Vic remembered that Tasmanian kid a few years back, the way he calmly strolled about shooting tourists like they were some kind of sport. The chill of recognition he felt seeing the poor dumb kid’s face on TV. The dull eyes, the shoulder-length hair, the total confusion. It might have been him at fourteen or fifteen, gun-happy and afraid.
Dad used to shoot birds, said Daisy. The fruit, you know.
Is that thing still registered? asked Gail.
Love, you look horrified, said Fenn heartily.
There’s a rifle, too, said Daisy.

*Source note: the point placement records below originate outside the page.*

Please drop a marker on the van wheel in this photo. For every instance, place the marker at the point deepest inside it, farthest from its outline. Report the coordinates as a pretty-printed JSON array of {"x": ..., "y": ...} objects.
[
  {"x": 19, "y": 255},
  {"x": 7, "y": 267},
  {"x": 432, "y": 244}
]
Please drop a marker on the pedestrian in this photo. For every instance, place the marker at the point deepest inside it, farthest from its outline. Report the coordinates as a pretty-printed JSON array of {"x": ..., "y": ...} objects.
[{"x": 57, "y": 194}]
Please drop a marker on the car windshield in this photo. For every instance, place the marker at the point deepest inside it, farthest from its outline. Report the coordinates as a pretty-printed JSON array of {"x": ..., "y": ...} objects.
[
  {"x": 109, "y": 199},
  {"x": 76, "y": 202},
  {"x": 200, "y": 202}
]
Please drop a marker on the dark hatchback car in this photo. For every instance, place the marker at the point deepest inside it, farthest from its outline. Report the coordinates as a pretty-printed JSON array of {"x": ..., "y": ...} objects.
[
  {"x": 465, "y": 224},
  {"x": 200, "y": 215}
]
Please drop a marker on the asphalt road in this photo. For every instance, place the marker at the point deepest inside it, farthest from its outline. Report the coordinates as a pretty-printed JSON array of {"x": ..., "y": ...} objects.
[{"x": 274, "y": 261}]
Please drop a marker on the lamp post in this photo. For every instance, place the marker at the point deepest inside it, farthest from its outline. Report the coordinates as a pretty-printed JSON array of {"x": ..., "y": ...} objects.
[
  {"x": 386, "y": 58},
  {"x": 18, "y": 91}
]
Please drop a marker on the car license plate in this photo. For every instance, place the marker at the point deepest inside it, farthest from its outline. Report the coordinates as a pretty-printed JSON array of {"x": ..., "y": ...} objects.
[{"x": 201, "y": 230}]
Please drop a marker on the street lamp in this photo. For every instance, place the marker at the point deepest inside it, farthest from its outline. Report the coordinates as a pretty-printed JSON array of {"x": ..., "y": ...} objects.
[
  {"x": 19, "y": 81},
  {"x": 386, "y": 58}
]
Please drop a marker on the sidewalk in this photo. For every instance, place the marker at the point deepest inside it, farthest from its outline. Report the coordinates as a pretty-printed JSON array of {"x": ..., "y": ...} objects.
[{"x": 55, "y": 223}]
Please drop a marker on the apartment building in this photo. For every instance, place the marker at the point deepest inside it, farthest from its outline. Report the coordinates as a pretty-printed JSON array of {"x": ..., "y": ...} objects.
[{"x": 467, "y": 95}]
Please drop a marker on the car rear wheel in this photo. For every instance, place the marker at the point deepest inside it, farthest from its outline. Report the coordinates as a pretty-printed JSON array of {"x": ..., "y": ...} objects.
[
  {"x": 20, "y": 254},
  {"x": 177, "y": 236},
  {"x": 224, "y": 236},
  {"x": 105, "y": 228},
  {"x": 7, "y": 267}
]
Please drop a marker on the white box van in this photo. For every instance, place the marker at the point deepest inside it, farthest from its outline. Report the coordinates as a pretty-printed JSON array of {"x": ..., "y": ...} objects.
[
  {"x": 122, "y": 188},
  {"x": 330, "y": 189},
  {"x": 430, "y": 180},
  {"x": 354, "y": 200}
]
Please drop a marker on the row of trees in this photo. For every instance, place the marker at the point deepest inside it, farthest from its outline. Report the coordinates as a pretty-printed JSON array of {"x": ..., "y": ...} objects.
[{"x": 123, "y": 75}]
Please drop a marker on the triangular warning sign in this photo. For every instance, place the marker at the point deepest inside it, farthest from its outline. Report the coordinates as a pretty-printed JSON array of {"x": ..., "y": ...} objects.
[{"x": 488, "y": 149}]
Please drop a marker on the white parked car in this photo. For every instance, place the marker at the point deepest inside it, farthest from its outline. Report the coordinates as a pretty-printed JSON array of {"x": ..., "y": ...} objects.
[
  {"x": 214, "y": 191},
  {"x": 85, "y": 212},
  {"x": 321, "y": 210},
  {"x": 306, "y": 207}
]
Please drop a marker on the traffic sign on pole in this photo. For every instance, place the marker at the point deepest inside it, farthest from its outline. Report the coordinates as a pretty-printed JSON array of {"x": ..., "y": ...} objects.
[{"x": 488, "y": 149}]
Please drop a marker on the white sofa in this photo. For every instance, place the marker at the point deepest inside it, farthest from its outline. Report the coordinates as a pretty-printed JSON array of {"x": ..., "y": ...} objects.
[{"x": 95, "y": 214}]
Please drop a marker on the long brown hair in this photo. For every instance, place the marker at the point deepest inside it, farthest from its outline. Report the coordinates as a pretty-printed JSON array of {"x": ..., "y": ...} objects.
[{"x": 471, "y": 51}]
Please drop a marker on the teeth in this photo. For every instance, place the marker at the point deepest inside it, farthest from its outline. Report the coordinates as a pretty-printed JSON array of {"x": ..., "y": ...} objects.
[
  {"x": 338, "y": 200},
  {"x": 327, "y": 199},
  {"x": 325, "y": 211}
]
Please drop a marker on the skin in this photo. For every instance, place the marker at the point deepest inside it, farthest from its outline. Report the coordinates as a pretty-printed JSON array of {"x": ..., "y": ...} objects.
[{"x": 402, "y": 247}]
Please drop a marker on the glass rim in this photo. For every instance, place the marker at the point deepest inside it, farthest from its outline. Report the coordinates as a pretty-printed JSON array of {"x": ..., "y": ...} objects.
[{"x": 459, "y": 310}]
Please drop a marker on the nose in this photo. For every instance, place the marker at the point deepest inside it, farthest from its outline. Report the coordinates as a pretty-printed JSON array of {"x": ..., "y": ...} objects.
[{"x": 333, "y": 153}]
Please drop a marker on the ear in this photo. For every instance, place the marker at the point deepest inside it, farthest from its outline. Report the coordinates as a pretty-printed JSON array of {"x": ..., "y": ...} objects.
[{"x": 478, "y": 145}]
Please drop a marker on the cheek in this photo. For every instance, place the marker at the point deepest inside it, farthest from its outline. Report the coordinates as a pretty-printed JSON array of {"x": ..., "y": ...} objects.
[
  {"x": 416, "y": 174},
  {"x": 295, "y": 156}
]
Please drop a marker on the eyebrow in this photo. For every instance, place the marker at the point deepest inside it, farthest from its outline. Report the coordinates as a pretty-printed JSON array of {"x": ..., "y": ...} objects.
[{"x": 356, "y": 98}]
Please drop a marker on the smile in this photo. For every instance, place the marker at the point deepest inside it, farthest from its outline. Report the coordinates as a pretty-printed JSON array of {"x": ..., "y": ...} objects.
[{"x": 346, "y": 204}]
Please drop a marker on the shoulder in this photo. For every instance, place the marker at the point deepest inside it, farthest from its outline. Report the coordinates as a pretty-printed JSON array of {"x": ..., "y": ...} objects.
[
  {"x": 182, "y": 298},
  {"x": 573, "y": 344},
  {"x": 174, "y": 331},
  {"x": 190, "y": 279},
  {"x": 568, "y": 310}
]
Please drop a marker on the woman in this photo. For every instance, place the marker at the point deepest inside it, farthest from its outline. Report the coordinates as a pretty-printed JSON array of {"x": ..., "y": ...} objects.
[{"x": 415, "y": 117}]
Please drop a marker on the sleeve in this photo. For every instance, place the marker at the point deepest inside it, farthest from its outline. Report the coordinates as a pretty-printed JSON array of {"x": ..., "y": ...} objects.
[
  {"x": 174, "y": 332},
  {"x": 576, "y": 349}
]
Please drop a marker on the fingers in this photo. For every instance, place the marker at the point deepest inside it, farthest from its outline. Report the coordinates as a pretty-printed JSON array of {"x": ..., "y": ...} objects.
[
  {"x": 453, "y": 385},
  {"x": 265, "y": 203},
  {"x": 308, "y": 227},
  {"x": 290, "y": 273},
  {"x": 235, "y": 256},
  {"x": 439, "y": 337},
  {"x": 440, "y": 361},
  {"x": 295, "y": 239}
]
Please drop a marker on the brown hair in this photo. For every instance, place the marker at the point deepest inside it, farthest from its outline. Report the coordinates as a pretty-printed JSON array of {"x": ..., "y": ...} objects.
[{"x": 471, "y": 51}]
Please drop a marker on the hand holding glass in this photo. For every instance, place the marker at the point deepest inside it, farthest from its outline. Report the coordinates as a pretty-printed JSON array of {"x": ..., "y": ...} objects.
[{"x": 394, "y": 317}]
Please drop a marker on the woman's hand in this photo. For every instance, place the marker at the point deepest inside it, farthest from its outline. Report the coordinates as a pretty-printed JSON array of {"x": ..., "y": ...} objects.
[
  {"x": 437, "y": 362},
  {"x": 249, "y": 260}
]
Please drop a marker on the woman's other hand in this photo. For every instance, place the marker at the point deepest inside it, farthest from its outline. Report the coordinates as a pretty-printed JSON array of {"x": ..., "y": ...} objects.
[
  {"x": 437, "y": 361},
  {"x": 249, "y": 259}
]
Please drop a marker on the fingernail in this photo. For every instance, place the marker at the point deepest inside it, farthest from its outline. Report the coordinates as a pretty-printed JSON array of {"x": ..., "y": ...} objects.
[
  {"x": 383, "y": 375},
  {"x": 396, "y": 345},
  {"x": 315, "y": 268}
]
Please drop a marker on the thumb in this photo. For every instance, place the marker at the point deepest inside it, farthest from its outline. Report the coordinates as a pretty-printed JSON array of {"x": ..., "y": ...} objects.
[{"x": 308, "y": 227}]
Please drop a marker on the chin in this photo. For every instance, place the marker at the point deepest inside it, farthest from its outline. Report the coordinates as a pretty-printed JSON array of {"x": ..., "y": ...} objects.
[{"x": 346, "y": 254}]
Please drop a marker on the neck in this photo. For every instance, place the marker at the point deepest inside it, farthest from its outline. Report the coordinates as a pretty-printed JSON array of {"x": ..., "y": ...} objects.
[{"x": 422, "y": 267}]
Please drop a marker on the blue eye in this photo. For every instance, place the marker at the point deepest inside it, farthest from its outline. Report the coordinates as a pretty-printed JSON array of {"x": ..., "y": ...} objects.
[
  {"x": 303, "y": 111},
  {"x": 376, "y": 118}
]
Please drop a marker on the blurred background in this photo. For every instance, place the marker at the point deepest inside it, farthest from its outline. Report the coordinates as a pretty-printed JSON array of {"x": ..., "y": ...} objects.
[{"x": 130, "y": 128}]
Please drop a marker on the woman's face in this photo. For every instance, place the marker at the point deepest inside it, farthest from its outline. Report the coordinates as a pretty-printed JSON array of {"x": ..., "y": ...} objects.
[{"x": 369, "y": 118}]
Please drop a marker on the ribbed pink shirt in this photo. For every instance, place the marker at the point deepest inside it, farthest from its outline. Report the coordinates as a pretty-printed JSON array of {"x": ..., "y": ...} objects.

Vet work, it’s different in the country.
We’ve never had to use it, yet, said Fenn. Thank God. You wouldn’t want to be the local RSPCA officer, though.
One side of the valley was dark now but the sun still lit the eastern slopes, bronzing the trees in their staggered lines.
But this, said Fenn. Trap-shooting. Nothing gets hurt but your eardrums.
You go ahead, said Vic.
Can I pull? said Keira.
Yeah, said Daisy. But you know the rules.
The little girl slid off the bench and rooted around in a box for a moment before pulling out a couple of pairs of earmuffs. She passed a set to her father and pulled some on herself. Vic felt Gail take his hand as Fenn loaded up from a carton on a rickety card table and faced out across the valley bottom.